Viele Wirbel am Ende des Regenbogens

Mehrere kleine silberne Münzen, die gebogen sind und so die Form einer Schlüssel haben.

© LWL/Stefan Brentführer

Schatzfund

16 Dreiwirbelstatere, Typ Bochum, Beizeichenvarianten Roymans a–c

Fundort

Iserlohn, Hemberg

Märkischer Kreis


Fundumstände

Kontext: Hortfund

Datum: Sommer 2012


Objekt

Material: Silberlegierung

Durchmesser: 1,6–1,9 cm

Gewicht: 6,0–6,2 g


Datierung 

50 v. Chr. bis Chr. Geb.

Epoche: Spätlatènezeit


Import

Herstellungsregion: Niederrheingebiet (Belgien, Niederlande)

Herstellungszeit: 50 v. Chr. bis Chr. Geb.

Viele Wirbel am Ende des Regenbogens

Geld regiert die Welt. Es ermöglicht, verhindert und steuert heute nahezu alles. In komplexen Gesellschaften ist eine florierende Wirtschaft ohne Geld unmöglich – oder doch nicht? In Westfalen existierten in der Eisenzeit komplexe Gesellschaften und Geld war keineswegs für deren blühende Wirtschaft nötig. Warum verwendeten sie ab ungefähr 100 v. Chr. dann trotzdem Münzen?

In der keltischen Zivilisation etablierte sich der Gebrauch von Münzen, nachdem keltische Söldner von ihren makedonischen Auftraggebern mit Goldmünzen für ihre Dienste bezahlt worden waren. Die Kelten schufen bald eigene Münzkreationen, die teilweise zum Zahlungsmittel – also Geld im eigentlichen Sinne – avancierten. Weitab der keltischen Zentren und vor allem weitab der keltischen Kultur blieb hingegen der Tauschhandel ohne Geldwesen bestehen. Münzen gelangten aber als wertvolle Gegenstände trotzdem dorthin: Das frühe Geldsystem der Kelten funktionierte deshalb, weil die Münzen aus Gold, Silber, Kupfer oder aus Legierungen dieser Edelmetalle bestanden und somit einen hohen Materialwert hatten. Erst Jahrtausende später reichte es, dass eine staatliche Autorität den Geldwert von Münzen unabhängig vom eigentlichen Materialwert garantierte. Mit dem Papiergeld wurde dieser Zusammenhang in der Neuzeit ganz aufgehoben.
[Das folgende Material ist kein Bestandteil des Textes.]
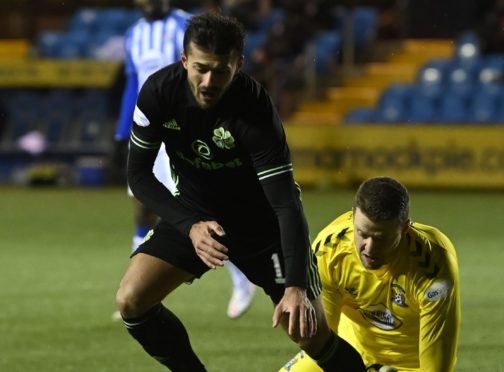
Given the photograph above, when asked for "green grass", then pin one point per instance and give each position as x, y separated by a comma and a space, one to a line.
63, 252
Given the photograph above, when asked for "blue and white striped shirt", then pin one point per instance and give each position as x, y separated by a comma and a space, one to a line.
150, 46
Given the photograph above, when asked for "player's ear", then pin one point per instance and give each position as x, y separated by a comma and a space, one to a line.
406, 225
240, 62
183, 58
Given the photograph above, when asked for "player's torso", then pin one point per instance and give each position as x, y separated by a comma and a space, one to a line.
213, 169
155, 44
381, 304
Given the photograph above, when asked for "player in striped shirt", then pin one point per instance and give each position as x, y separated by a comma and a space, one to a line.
236, 200
152, 43
390, 286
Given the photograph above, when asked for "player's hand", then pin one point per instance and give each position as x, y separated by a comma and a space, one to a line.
211, 252
302, 317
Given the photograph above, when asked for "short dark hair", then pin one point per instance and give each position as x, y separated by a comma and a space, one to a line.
216, 33
383, 199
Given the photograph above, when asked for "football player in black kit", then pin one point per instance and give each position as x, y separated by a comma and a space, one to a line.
236, 200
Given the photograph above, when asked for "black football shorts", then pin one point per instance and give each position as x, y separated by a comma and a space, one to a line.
260, 260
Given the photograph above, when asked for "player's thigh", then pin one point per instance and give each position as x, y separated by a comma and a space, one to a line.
267, 270
147, 281
163, 261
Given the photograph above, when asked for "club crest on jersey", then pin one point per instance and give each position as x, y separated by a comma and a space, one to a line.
223, 138
438, 290
398, 295
381, 317
139, 118
202, 149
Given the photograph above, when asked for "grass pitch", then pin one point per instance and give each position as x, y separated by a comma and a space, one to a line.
63, 252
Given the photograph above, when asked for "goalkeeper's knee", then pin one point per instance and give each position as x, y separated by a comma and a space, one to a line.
380, 368
301, 363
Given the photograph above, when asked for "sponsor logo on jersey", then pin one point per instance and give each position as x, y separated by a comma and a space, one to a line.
211, 165
398, 295
438, 290
139, 118
381, 317
223, 139
171, 124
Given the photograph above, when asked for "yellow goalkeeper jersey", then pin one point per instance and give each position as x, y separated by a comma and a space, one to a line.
405, 314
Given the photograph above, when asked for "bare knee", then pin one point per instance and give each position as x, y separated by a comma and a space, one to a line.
129, 302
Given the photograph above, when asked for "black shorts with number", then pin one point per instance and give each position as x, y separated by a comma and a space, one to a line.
260, 260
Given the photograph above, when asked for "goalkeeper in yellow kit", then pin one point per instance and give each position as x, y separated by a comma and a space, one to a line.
390, 285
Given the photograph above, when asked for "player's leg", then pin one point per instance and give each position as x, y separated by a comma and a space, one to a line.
329, 351
301, 362
149, 278
243, 292
144, 220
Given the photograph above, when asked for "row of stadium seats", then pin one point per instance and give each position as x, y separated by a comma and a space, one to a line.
327, 44
466, 88
66, 117
87, 31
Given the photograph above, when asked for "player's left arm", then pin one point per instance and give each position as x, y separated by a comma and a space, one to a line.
440, 316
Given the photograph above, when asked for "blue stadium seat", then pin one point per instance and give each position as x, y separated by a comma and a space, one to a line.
253, 41
431, 78
394, 104
115, 20
360, 116
483, 108
75, 45
461, 81
468, 50
454, 109
422, 109
491, 74
84, 20
327, 48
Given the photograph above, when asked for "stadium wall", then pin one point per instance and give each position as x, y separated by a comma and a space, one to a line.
452, 156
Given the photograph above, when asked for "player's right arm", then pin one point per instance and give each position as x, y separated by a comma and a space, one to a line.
331, 296
123, 128
144, 145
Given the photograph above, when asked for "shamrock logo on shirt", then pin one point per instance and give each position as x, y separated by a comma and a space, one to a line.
223, 138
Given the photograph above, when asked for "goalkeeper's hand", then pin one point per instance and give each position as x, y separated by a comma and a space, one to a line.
380, 368
120, 153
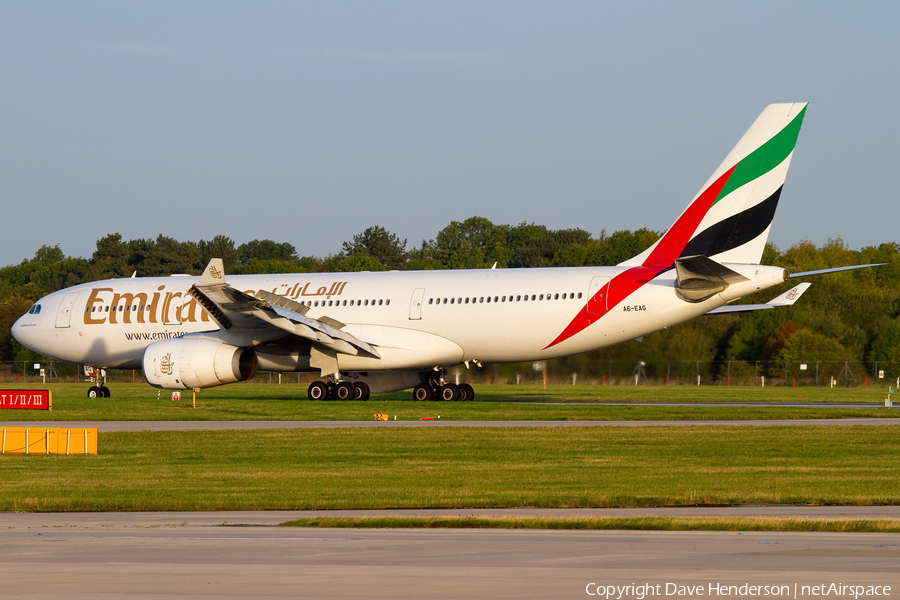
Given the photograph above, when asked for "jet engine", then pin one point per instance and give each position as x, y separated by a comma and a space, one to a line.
196, 363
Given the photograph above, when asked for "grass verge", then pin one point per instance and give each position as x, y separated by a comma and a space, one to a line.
608, 523
139, 402
461, 467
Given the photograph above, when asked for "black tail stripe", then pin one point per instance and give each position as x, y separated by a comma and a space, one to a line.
734, 231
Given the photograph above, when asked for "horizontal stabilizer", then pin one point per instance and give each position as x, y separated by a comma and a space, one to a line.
834, 270
785, 299
700, 277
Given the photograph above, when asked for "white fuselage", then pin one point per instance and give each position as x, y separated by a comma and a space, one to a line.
417, 319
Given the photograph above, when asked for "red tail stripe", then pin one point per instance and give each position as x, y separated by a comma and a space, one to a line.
673, 242
664, 254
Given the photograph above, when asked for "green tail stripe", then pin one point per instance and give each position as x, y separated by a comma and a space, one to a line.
765, 158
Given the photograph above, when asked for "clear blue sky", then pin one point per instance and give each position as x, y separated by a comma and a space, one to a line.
308, 122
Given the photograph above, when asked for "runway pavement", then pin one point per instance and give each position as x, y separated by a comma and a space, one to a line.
150, 555
104, 426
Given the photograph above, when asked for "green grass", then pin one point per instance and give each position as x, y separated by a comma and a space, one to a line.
471, 467
608, 523
495, 402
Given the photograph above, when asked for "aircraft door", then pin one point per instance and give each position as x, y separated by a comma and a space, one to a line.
64, 316
171, 309
597, 295
415, 305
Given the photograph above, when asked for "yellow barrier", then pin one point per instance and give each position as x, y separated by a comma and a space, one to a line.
48, 440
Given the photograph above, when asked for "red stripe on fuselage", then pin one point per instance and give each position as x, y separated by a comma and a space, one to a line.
661, 258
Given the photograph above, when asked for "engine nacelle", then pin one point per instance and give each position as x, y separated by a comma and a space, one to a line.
183, 364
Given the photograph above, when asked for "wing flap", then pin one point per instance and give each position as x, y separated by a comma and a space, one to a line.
230, 307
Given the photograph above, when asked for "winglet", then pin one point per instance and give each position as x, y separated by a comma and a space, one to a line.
213, 274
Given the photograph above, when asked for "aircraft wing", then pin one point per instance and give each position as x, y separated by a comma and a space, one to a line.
785, 299
232, 308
Auch die 16 daumengroßen eisenzeitlichen Münzen vom Hemberg bestehen aus einer Silberlegierung. Durch die antike Prägetechnik sind sie schüsselförmig und zeigen auf der aufgewölbten Seite einen Dreiwirbel und auf der anderen eine Kreisaugenverzierung. Wenige Jahrzehnte vor Christus wurden sie am Niederrhein geprägt, ungefähr zu der Zeit, als sich dort Julius Cäsar mit den grimmigen belgischen Stämmen anlegte.

Prähistorische Münzschätze werden immer wieder gefunden. Beim Pflügen der Felder kommen sie an die Oberfläche. Vom Regen freigespült, werden sie dann wegen ihres Glanzes entdeckt. So entstand der Volksglaube, dass die Goldstücke vom Regenbogen herabgetropft und dort zu finden sind, wo ein Regenbogen den Horizont berührt – daher werden sie auch Regenbogenschüsselchen genannt.

2012 berührte der Regenbogen die Spitze des Hembergs, wo die 16 Münzen entdeckt wurden. Sie sind sicherlich nicht unbeabsichtigt am höchsten Punkt des markanten Berges verloren gegangen. Wahrscheinlicher ist, dass sie hier bewusst vergraben wurden. Wenn es ein Versteck war, so ereilte den Besitzer wohl ein trauriges Schicksal, da er den Schatz nicht mehr bergen konnte. Denkbar ist aber auch, dass hier am Übergang von der Erde zum Himmel, die Münzen aus religiösen Gründen niedergelegt worden waren – vielleicht, weil ein Regenbogen am Ort erschien?

Manuel Zeiler

Archiv

Zentrales Fundarchiv der LWL-Archäologie für Westfalen, Münster (nicht öffentlich zugänglich)

Weiterführende oder zitierte Literatur

Manuel Zeiler/Moritz Jansen, … es ist nicht alles Gold, was glänzt – ein spätlatènezeitliches Münzdepot aus Iserlohn. Archäologie in Westfalen-Lippe 2013, 2014, 81–85.